Creel was the head of the Committee on Public Information (CPI) for the United States during the Great War, later named World War I after a second world war broke out in the 1940s. In today's Picture from the Past, Creel and former Stanford football coach Pop Warner enjoy dessert at a Dec. 19, 1931, banquet sponsored by the Saratoga Men's Club. President Bert Lyon presided, and honored guests included baseball great Ty Cobb and Don Thompson, a popular Bay Area radio announcer.
As one of the speakers that night, Creel--a newspaperman and prominent muckraker--said that for homefront morale on American holidays he sometimes fabricated Allied victories. He said, "If we had gained all that ground, the Allies would have been in Berlin and back many times over." WWI was a deadlock war with high casualties from battles fought in trenches in France. Fighting on the German side was a corporal named Adolph Hitler.

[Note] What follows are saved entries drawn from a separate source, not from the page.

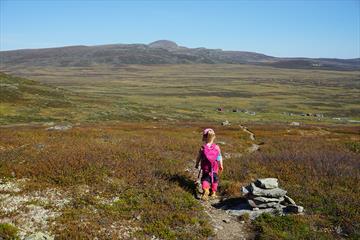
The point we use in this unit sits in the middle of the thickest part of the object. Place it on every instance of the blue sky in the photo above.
(287, 28)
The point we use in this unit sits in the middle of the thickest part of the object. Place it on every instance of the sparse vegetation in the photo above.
(8, 231)
(122, 168)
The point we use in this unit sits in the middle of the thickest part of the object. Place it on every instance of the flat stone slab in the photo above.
(267, 183)
(294, 209)
(289, 200)
(266, 199)
(272, 193)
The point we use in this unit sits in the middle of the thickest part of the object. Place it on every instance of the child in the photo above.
(211, 163)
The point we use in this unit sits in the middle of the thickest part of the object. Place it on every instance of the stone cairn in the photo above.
(264, 195)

Creel, as head of CPI, urged the press not to print anything about the war that would undermine the U.S. effort or put the United States in a bad light. Although many reporters resented this suggestion of self-imposed censorship, they complied out of fear of government reprisals.

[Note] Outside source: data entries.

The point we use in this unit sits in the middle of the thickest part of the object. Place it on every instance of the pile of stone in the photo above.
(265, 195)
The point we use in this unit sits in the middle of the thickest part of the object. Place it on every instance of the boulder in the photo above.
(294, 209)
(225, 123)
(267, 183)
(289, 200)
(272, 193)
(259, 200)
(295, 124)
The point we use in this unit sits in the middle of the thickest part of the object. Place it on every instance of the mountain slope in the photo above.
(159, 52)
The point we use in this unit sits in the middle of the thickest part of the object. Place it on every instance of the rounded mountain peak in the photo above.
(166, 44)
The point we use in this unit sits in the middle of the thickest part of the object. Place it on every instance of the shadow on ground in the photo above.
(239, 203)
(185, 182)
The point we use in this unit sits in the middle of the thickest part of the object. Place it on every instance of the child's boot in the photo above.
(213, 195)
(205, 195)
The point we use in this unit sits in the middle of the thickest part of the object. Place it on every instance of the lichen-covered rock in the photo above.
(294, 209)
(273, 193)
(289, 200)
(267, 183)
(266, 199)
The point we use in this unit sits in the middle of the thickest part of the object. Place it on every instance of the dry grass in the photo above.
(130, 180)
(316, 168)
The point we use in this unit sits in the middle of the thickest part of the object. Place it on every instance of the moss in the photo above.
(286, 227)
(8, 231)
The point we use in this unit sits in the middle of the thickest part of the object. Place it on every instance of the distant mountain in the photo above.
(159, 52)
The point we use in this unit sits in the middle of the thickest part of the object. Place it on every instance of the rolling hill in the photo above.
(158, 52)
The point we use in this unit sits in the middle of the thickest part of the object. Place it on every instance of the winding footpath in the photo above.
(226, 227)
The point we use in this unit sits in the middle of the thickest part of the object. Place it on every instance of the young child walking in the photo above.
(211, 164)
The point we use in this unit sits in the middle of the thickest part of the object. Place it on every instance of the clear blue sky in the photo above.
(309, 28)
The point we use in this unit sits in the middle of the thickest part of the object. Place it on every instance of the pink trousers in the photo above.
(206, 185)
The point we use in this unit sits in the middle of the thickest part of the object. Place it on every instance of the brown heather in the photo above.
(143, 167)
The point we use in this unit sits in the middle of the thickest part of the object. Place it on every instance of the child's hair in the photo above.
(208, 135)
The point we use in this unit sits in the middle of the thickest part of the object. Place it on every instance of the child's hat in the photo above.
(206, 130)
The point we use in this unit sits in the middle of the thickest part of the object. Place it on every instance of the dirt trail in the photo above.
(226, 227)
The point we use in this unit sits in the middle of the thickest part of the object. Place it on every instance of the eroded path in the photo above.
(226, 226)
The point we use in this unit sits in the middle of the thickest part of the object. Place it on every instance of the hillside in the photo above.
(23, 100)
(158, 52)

As a result of techniques like Creel's, such movies appeared as To Hell With the Kaiser, The Prussian Cur and The Kaiser, Beast of Berlin. Creel did his job so well that people went a little nuts in their hatred of Germany and things German. German books were burned, the name sauerkraut became "liberty cabbage," hamburgers became "liberty steaks" and frankfurters were replaced by "victory sausages." Stores with German names were sometimes boycotted and broken into, and owners were attacked.
Berlin, Iowa, changed its name to Lincoln, while East Germantown, Ind., became Pershing. Banks, hotels and other businesses with German in their names soon found new identities. Statues of Schiller, Beethoven, Heine and other icons of German culture were defaced. In Texas, the governor tried to fire all aliens on the faculty of the state university, while the College of the City of New York reduced by one point the credit value of each course in the Department of German.
Before the Allies could defeat the Germans on the Western Front, much of the Russian Army on the Eastern Front fighting against Germany quit fighting for the czar when they learned that sawdust rather than gunpowder was in their shells and bullets. Losing part of his army led to the czar's overthrow by the Communists. In our Civil War, Abraham Lincoln's effort was hindered by the same industrial crookery--sawdust in shells. Both of those swindles called for a muckraker like George Creel.
Creel's hillside Los Gatos home was complemented by a sizable barn. The inside walls were covered with posters urging enlistment in the Army and Navy. George R. Kane, then publisher of the Los Gatos Times, was a book collector and collector of ephemera who acquired part of Creel's poster collection and then put it on public display at Forbes Mill Museum.
John Baggerly is now semi-retired. This column is from the Los Gatos Weekly-Times archives.